Cognitive Dual-Query Strategy with Variable-Uncertainty

Note

The generated animation can be found at the bottom of the page.

Google Colab Note: If the notebook fails to run after installing the needed packages, try to restart the runtime (Ctrl + M) under Runtime -> Restart session.

Notebook Dependencies

Uncomment the following cell to install all dependencies for this tutorial.

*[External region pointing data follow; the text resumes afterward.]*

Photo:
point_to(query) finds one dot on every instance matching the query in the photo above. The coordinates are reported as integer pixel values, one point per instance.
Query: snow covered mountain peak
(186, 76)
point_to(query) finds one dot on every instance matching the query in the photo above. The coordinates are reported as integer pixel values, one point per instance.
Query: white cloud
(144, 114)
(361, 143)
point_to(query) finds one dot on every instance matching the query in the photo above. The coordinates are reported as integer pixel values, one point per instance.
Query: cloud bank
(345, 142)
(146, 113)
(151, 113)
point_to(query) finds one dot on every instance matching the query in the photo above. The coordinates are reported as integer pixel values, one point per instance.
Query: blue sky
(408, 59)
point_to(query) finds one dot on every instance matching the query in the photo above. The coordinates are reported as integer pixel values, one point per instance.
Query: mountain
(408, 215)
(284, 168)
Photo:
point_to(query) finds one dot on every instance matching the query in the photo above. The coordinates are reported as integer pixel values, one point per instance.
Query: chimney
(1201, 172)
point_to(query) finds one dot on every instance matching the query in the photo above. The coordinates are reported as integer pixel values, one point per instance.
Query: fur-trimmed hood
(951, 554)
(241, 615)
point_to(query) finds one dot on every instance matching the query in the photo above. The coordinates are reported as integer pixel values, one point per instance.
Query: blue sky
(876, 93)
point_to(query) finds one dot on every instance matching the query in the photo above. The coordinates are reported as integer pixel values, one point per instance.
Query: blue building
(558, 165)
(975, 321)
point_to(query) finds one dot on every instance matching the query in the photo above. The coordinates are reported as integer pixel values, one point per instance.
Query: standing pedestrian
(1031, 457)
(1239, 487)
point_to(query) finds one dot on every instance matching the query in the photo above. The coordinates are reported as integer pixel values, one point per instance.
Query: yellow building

# !pip install scikit-activeml

---

import numpy as np
from matplotlib import pyplot as plt, animation
from sklearn.datasets import make_blobs

from skactiveml.utils import MISSING_LABEL
from skactiveml.visualization import (
    plot_stream_training_data,
    plot_stream_decision_boundary,
)

from skactiveml.classifier import ParzenWindowClassifier
from skactiveml.stream import CognitiveDualQueryStrategyVarUn

random_state = np.random.RandomState(0)
init_size = 0
# Build a dataset.
X, y_true = make_blobs(
    n_samples=200 + init_size,
    n_features=1,
    centers=[[0], [-3], [1], [2], [-0.5]],
    cluster_std=0.7,
    random_state=random_state,
)
y_true = y_true % 2
X_init = X[:init_size]
y_init = y_true[:init_size]
X_stream = X[init_size:]
y_stream = y_true[init_size:]


# Initialise the classifier.
clf = ParzenWindowClassifier(classes=[0, 1], random_state=random_state)
# Initialise the query strategy.
qs = CognitiveDualQueryStrategyVarUn(budget=0.2)
plot_step = 5


X_train = []
X_train.extend(X_init)
y_train = []
y_train.extend(y_init)
classes = np.unique(y_true)


# Preparation for plotting.
fig, ax = plt.subplots()

feature_bound = [[0, len(X)], [min(X), max(X)]]
ax.set_xlim(0, len(X))
ax.set_ylim(bottom=min(X), top=max(X))
artists = []

X_train = []
X_train.extend(X_init)
y_train = []
y_train.extend(y_init)

queried_indices = [True] * len(y_init)

predictions_list = []

for t_x, (x_t, y_t) in enumerate(zip(X_stream, y_stream)):

    X_cand = x_t.reshape([1, -1])
    y_cand = y_t
    clf.fit(X_train, y_train)
    # Check whether to sample the instance or not
    sampled_indices, utilities = qs.query(
        candidates=X_cand, clf=clf, return_utilities=True
    )
    budget_manager_param_dict = {"utilities": utilities}
    # Update the query strategy and budget_manager to calculate the right budget
    qs.update(candidates=X_cand, queried_indices=sampled_indices)
    # Label the queried instances.
    X_train.append(x_t)
    if len(sampled_indices):
        y_train.append(y_t)
    else:
        y_train.append(MISSING_LABEL)

    queried_indices.append(len(sampled_indices) > 0)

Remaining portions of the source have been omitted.